It is possible for parents to share one type of custody and not the other.
In a joint custody situation, each of the parties is required to provide advance notice to the other regarding these decisions so as to facilitate co-parenting communication, cooperation, and mediation if necessary.
Sole custody is the condition under which one party has sole authority to make these decisions.
This designation to one parent is often done if the parents have difficulty communicating, have different beliefs governing an issue, or if one parent is a significant distance from the other.
If both parents share custody does anyone pay child support?
The child support order, and whether one should be issued, depends on the actual parenting time schedule and each parent’s income.
Can a parent refuse to allow visitation if child support is not paid?
No. Failure to pay child support is not a basis for denying another parent their parenting time.
When will child custody be decided?
The custody and parenting time order will be finalized either when the parties reach an agreement or following a trial. In the interim, temporary custody and parenting time can be decided between the parties or by the court in a temporary order.
What if we cannot agree on a custody arrangement?
When parents cannot come to an agreement on custody and placement, the court will likely first encourage the parties to attend mediation. If mediation is unsuccessful, he court may also require a custody study or other evaluations to be completed for the court’s review in making a determination.
Can a judge order supervised visitation or no visitation?
A court can order supervised parenting time if a reason for the supervision is found by the court, which is usually to alleviate a safety concern about the children. The supervised parenting time can be supervised by a mutually agreeable person or at a facility.
Do courts favor the mother over the father?
By statute, the court may not prefer one parent or potential custodian over the other on the basis of sex or race of the parent or potential custodian.

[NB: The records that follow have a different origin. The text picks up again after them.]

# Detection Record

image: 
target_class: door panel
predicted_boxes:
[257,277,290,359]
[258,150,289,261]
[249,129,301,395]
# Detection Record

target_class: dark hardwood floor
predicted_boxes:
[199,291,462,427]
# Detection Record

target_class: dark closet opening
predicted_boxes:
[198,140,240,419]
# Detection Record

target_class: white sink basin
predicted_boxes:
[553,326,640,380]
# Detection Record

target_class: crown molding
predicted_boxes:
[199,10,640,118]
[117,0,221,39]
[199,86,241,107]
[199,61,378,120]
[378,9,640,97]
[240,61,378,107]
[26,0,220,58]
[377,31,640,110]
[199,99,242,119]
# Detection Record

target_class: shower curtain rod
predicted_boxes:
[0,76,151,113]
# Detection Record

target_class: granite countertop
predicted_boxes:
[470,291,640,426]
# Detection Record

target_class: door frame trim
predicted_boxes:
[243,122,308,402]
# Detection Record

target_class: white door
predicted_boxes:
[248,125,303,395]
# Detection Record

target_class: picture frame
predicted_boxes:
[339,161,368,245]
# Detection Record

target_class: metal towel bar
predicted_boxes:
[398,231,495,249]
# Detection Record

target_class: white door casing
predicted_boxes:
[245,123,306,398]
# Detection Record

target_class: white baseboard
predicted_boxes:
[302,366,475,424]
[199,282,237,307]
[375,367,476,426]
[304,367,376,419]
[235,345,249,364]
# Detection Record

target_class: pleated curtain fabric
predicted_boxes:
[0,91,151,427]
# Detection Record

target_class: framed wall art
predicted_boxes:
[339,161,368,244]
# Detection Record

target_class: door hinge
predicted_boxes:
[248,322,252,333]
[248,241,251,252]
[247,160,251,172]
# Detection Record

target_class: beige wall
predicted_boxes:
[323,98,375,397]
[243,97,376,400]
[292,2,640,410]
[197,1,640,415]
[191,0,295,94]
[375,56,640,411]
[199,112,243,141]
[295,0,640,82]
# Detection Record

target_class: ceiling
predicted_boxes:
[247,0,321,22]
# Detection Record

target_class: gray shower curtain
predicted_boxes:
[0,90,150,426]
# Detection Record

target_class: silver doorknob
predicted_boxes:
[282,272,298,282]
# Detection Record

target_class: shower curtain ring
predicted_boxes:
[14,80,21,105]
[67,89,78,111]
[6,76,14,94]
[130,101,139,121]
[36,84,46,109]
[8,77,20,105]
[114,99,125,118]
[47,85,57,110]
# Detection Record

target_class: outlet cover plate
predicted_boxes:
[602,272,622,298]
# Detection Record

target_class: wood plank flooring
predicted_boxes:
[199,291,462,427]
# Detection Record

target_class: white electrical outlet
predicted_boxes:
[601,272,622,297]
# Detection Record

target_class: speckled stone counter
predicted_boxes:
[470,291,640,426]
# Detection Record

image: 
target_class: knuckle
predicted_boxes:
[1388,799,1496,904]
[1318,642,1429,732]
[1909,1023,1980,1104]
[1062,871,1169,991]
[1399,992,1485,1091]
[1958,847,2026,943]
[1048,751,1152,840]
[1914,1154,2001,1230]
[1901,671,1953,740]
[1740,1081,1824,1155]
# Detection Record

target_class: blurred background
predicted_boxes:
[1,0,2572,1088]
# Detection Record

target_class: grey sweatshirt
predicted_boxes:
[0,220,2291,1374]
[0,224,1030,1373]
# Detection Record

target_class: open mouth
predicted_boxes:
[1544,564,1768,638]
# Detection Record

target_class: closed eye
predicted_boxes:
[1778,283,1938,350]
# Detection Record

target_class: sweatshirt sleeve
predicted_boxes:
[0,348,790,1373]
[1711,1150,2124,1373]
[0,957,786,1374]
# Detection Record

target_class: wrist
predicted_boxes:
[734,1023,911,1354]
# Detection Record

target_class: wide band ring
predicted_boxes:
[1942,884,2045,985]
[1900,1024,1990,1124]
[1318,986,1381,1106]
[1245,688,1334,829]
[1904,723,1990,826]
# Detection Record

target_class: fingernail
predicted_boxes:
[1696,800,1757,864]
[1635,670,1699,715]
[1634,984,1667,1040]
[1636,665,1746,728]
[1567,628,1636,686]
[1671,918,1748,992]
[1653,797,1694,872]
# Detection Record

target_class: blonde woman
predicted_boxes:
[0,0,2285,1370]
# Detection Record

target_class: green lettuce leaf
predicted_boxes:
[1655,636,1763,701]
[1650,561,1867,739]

In practice, parents may have perceived a preference based on the roles that each parent has assumed. For example, if the court is determining a parenting time schedule for a young infant and the mother is breast-feeding the child, that role will be a large factor for the court to consider.
What should I know before a custody trial?
Each custody trial is very different, and many steps must be completed prior to a trial. These steps may include mediation, and a custody evaluation. You should know what your burden of proof is and how you are going to meet that burden in an appropriate and effective manner.
Can I collect my own evidence to use if my custody case goes to court?
Evidence will need to be presented at trial or at motion hearings. Some of this evidence may be collected by the custody evaluator, depending on what is involved in your case. However, you should not rely on other individuals to present evidence.
In terms of gathering evidence, you have the right to gather evidence through formal and informal discovery. Discovery should be conducted appropriately to gather the necessary information.
What is the Parental Kidnapping Prevention Act?
The Parental Kidnapping Prevention Act is a federal law that requires every state to enforce any child custody determination made in another state. It also prohibits a state from modifying any child custody determination unless it has jurisdiction and the state that issued the previous order no longer has jurisdiction.